I knew I was in good hands in McDonald’s No. 2 because it had a big menu screen touting the “limited time collab” Travis Scott Meal, informing me that, because this is New York, it will be $7 instead of $6 and that it’s 1,240 calories total, which was fine by me because I ate Boursin cheese with my hands for breakfast this morning and I’m really past the point of caring. When my order was ready, it said “TRAVIS SCOTT” on the receipt, and it transported me to a fantasy life where I was Stormi’s au pair and I was just picking up an order for Travis on an errand.
The best way to enjoy a Travis Scott Meal is to eat it on your bedroom floor with Astroworld playing and the AC running. The Quarter Pounder was really kind of onion forward. They didn’t use those tiny, little chopped-up onions they put on Happy Meal burgers; these were big, oniony onions. The acid bite of the pickles paired with the smoky bacon atop a pleasantly spongy bun should have pulled off some sort of Houston-adjacent, Texas-BBQ effect. Unfortunately, fast-food bacon is usually a disappointment and rarely worth the upcharge, and here it was crispy, brittle, and tasted of all salt, no pig. In 2018, McDonald’s switched the patties in its Quarter Pounders to “100% fresh” beef, and honestly, I prefer the fakey flavor of the old kind of patty, which I believe is still being used in Big Macs. This was probably just a one-off, but the bubbles in that medium Sprite did not hit hard enough. I dare say, it was almost flat. I usually avoid McDonald’s Sprite because those bubbles are so sharp they teeter into spicy, but I think I just got a bad draft this time around. The fries were McDonald’s fries, which is to say platonically ideal, and totally elevated by Scott’s inclusion of BBQ sauce for dipping. TIL McDonald’s makes a great BBQ sauce! I didn’t need to open a single ketchup packet.

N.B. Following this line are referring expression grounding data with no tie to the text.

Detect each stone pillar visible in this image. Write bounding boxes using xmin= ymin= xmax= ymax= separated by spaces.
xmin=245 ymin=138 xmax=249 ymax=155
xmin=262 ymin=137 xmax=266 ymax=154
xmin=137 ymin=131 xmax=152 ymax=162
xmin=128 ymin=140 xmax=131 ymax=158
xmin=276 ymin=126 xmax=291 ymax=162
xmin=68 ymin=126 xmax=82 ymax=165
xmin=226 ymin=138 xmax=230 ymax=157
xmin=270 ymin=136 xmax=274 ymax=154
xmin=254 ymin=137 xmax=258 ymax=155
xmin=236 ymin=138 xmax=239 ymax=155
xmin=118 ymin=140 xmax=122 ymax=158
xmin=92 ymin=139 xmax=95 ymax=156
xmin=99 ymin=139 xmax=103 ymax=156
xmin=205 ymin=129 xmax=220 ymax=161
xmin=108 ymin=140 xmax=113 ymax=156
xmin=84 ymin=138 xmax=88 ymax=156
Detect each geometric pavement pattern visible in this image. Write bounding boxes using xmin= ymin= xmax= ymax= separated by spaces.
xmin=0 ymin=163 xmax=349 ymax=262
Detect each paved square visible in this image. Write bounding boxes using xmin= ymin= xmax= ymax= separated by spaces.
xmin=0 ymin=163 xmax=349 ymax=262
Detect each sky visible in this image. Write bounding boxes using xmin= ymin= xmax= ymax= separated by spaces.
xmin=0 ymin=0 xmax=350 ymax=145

Before you ask: The Travis Scott Meal does not come with a toy. I was disappointed to find this out because I could’ve sworn the first press release said something about a toy, and Scott really led us on with that action figure in the commercial, and remember all that stuff I said about collectible souvenir glasses? Something would’ve been nice. As it stands, I think this is good marketing for McDonald’s and great marketing for Scott, because what’s more “trying to be God” than developing a McDonald’s combo in your likeness? It was a fun diversion, but it’s really just a pretty normal Quarter Pounder combo, so I think I’ll go back to ordering the Rebecca Alter Meal: a large Diet Coke, a strawberry sundae, and a Happy Meal toy.